Someone in the crowd, though, called, “The Lord may have set us free, but has He bothered to tell the Nazis?”
The word itself was enough to make people look this way and that in alarm, Russie among them. Even without walls, the Germans could have kept the ghetto sealed by posting machine guns in the streets around it. They hadn’t done so, which seemed to Russie another sign of divine intervention.
He took a short, fearful breath. As if thinking of German was enough to conjure them up, here came two. The crowd behind him started to melt away. “Moishe, get back here!” his wife said urgently.

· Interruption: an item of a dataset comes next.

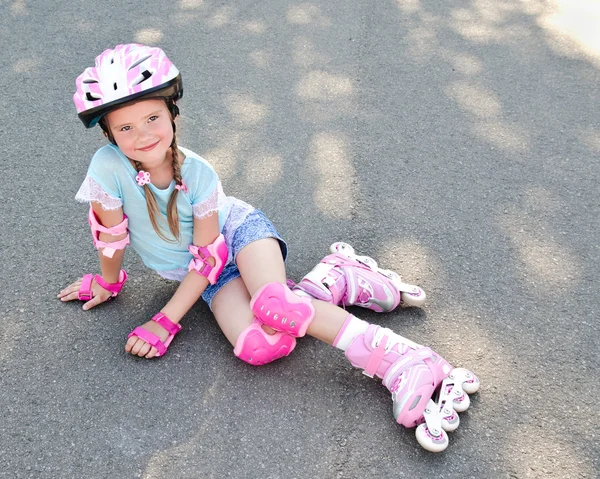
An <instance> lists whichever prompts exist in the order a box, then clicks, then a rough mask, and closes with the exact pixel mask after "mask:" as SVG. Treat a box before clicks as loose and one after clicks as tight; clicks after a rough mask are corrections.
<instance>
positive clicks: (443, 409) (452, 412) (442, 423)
mask: <svg viewBox="0 0 600 479" xmlns="http://www.w3.org/2000/svg"><path fill="white" fill-rule="evenodd" d="M442 414H444V417H443V418H442V429H443V430H444V431H446V432H452V431H454V430H455V429H456V428H457V427H458V426H459V424H460V418H459V417H458V414H457V413H456V411H455V410H454V409H452V408H444V409H442Z"/></svg>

Too late. One of the Germans, an officer by his peaked cap, pointed to Russie. “You, Jew, come here,” he said in peremptory tones. His companion, an enlisted man, had a rifle. If Russie ran, the fellow might shoot, and wasn’t likely to care whether he hit the man he was aiming for or some other fleeing Jew.
Russie took off his hat to the officer-an army man, he saw with relief, not a member of the SS. Some army men were decent. Still, omitting the gesture of respect the Nazis demanded was too dangerous to risk. If he’d been on the sidewalk, he would have stepped down into the street. As it was, he bent his head and said, “Yessir. How can I help you, sir?” in the pure German he’d learned in medical schooclass="underline" he also did not care to risk angering the man by making him try to follow Yiddish or Polish.